Having big increases while state funding climbs could backfire, a board member warns. 

Boise State University students will pay $348 a year more to attend school beginning this fall.

That’s not as bad as it could have been.

The State Board of Eduction on Wednesday pared BSU’s 6.1 percent proposed increase, which would have cost students $384 more a year, to 5.5 percent.

Total tuition for Idaho students at Boise State will be $6,640 a year.

Tuition increases approved at Idaho’s three universities and Lewis-Clark State College are among the lowest in several years.

Still, college tuitions have continued to rise in Idaho nonstop for more than two decades.

The University of Idaho asked for a 4.7 increase; the board trimmed it to 4 percent. Students will pay $6,784 a year, up from $6,524.

Idaho State University received its requested 3.5 percent increase, which will raise tuition $222, to $6,566.

Lewis-Clark State College tuition will increase 2 percent as requested, up to $5,900 a year.

The trim to Boise State’s request wasn’t enough for Rod Lewis, a board member who insisted that large tuition hikes send a bad message to the Legislature. Lawmakers are constantly criticized that funding for higher education is slipping, forcing increased costs onto the backs of students.

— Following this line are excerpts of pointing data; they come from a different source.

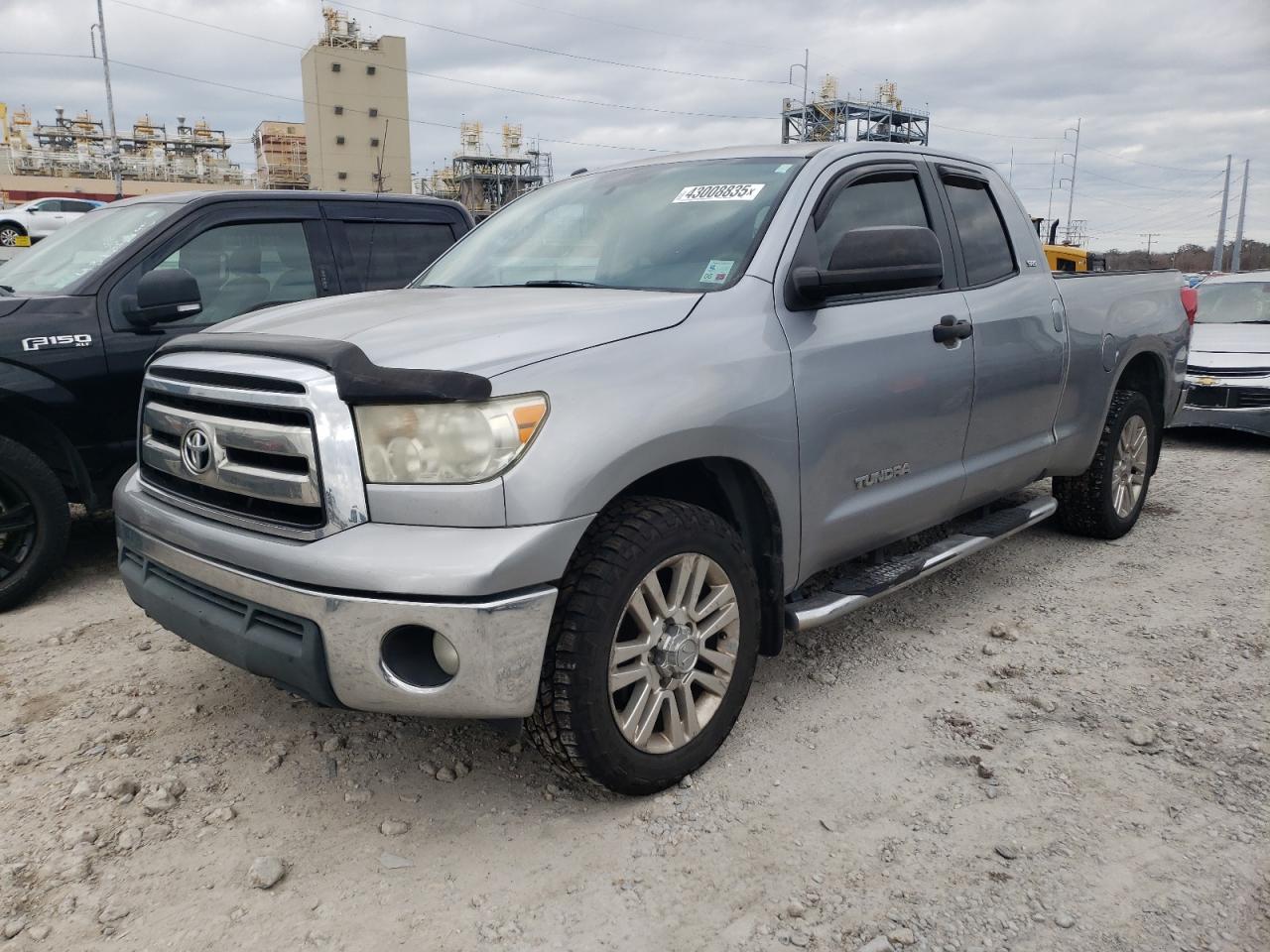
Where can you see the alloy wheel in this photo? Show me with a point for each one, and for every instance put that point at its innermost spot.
(17, 529)
(1129, 466)
(674, 653)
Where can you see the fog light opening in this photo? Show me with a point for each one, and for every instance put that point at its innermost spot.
(444, 653)
(418, 656)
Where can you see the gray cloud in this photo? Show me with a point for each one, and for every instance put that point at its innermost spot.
(1156, 84)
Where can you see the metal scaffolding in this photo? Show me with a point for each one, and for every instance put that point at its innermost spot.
(281, 155)
(484, 181)
(79, 148)
(834, 119)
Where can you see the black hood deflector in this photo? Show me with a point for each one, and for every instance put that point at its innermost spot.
(357, 380)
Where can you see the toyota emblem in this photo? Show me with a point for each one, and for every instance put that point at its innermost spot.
(195, 451)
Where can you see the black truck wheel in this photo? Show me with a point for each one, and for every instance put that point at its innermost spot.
(1105, 500)
(653, 647)
(35, 522)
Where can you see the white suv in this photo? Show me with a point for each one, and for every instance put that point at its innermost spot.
(41, 218)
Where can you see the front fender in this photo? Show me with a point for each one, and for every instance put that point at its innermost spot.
(717, 385)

If schools seek large increases while the state puts more money into colleges, lawmakers will say “you are just going to increase the fees the way you have in the past anyway,” Lewis said.

Relations between lawmakers and educators seemed to warm slightly this year, Lewis said. “I am approaching this from a very cautious perspective,” he said.

Board member Milford Terrell, who wanted the full 6.1 percent for BSU to help keep good faculty, said students have financial aid to help them with college costs.

“Financial aid is alive,” Lewis said. “It comes in the form of debt.”

BSU sought the increase to help cover raises for that portion of campus staff not covered by pay increases coming from the state’s general fund. The school also wanted money to cover costs associated with hiring faculty to meet the state goal of getting postsecondary degrees and certificates for 60 percent of Idahoans age 25 to 34 by 2020.